Speaker 2:the engineering that's one of the best within, in your opinion, of course yeah, um, I'm not going to fully bite because best is an emotive term and it depends on the context. I think, depending on the socio and economic condition, there is some excellent work being done in all sorts of countries and places. Progress is being made in many countries. As a generalization, more developed countries are able to afford more on the engineering and architecture and the quality control, so it is sort of as part of the. It's a consequence of being more developed and having a more sophisticated civil society, with institutions, learning institutions, training institutions. There are some amazing projects around the world, some of with institutions, learning institutions, training institutions.
Speaker 2:There are some amazing projects around the world. Some of them are in developing country contexts. I mean, I remember one example was a building in Haiti where 200,000 people had died and we were looking at it and even the tiles crossing a movement joint hadn't broken, where lots of buildings had collapsed, and the owner of the building went away and came back with a box of photos and it was a photo of the foundations being dug and her father had built the building himself and he had heavily invested in the foundation and it was bittersweet because the story was that she remembers people laughing at her father for investing in all the foundations. Yeah, but come 2010 and the earthquake, actually that building did survive, yes, and there was an individual there who put his money on what he believed in and made the investment and, even with suboptimum conditions, was able to put together a building using modern engineering materials of reinforced concrete and steel, and it did very, very well. But equally, there are some traditional buildings around the world that do very well if maintained.

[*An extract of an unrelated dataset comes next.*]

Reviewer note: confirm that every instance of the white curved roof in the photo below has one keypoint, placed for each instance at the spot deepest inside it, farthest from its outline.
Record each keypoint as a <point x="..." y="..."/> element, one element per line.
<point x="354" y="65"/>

Speaker 1:So it's not a full direct answer. I didn't give you a best no, it's excellent, and actually I'm going to invite you back again because our 30 minutes, our 30 plus minutes, are up. So I want to thank you for being with us and I'm looking forward to inviting you back again because I think this is a very important and interesting subject.
Speaker 2:So, dual engineering and the truth is, I think, that we don't get enough of it.
Speaker 1:We don't, we don't talk enough about this, and this affects all of our lives, every day. So thank you, and thank you to our audience for being with us. And remember, if I am not for myself, who will be for me? If I am only for myself, what am I? If not now, then when Hillel said that, and I say if not me, then who? Thank you for being with us?